Though in Sweden it’s a real passion and something which has a great deal of cultural resonance and cachet. While football is, without doubt, Sweden’s most popular sport, the long winters mean that, from November to April, apart from a handful of friendlies and poorly attended cup matches, there is little football to watch. It is a time of year for Bandy and Ice Hockey fans, two groups who, despite the similarities between the games, rarely cross over. This allows fans of football and bandy to enjoy their dual passions without them clashing.
As with most sports, there is a World Championship. Sweden and Russia tend to dominate the competition, with Sweden having picked up 12 titles and Russia 25, (with 14 of those coming as the Soviet Union). Together then they have won 37 of the 38 World Championships, with Finland picking up one solitary title in 2004.
Despite the title being concentrated in the hands of two countries, at the last World Championship, 16 teams entered with one name particularly standing out. The Somali national Bandy team have had to get used to standing out, ever since they entered their first World Championships in 2014. They have become a beautiful story, exemplifying the power of sport to drive social change and integration.
Bandy and integration
Sweden, as a country, has become more and more divided on policies relating to migration. Despite often being perceived as a country which is very socially liberal, there has been a hardening in recent years with right-wing party, the Swedish Democrats, polling at around 17% and likely to be Sweden’s third biggest party in this year’s election.
This has, in some cases, made life more difficult for people who have come to Sweden especially for people who have come from countries like Somalia. It has been very tough for people from areas that are so culturally and climatically different from Scandinavia’s largest land. In the town of Borlange, which is around 200km north of Stockholm, Hans Grandin worried that Somalian refugees were struggling to fit into the town and felt that something could be done.
He observed that there was already a football team for refugees, as is the case in many Swedish town and cities. However, there was not a bandy team. For many of the Somali boys, coming to Sweden was the first time they had seen snow, so the idea of skating at speed on it while chasing after a ball seemed impossible.
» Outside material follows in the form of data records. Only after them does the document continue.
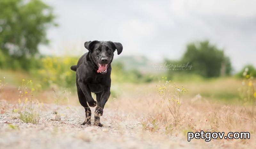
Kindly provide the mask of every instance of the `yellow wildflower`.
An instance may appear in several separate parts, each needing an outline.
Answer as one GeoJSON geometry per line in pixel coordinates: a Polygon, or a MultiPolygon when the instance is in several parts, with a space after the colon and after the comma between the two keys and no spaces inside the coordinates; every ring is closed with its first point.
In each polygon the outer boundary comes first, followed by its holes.
{"type": "Polygon", "coordinates": [[[248,83],[248,85],[249,85],[249,86],[252,86],[252,81],[250,81],[249,82],[249,83],[248,83]]]}
{"type": "Polygon", "coordinates": [[[26,98],[26,99],[25,99],[25,100],[24,101],[24,102],[26,103],[27,101],[28,101],[28,98],[26,98]]]}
However, the team was formed and people soon became interested. One of the players, Ahmed Hussein, told The Guardian that all he knew about the sport was that it was, “something to do with the winter”. Despite their lack of knowledge, the boys loved to play and were really enjoying themselves as well as being very pleased to have the opportunity to do something Swedish and feel like they were a part of the town.
It’s not only about winning
The uniqueness of a Somali bandy team caught the attention of filmmaker Patrik Andersson, who suggested that they should become part of the International Bandy Federation. After doing this, they then had the opportunity to play at the World Cup in Russia.
Without much time to prepare they, unfortunately, lost all of their games and scored only twice while letting in 59.
But winning was not the point – and it remains that way now. Rather, it’s about participating and representing Somalia and Sweden. The team’s story was picked up by a number of international outlets, including The Guardian, CNN and the BBC, and was made into a film by Swedish TV presenters Filip and Fredrik.
They have also continued to play, entering every World Championship since 2014 as well as playing as part of Borlange’s local bandy club, Peace and Love city, who play in Sweden’s second tier, the Allsvenskan. It is a lovely story which illustrates the power of sport as well as how innovative and imaginative ideas can make a difference.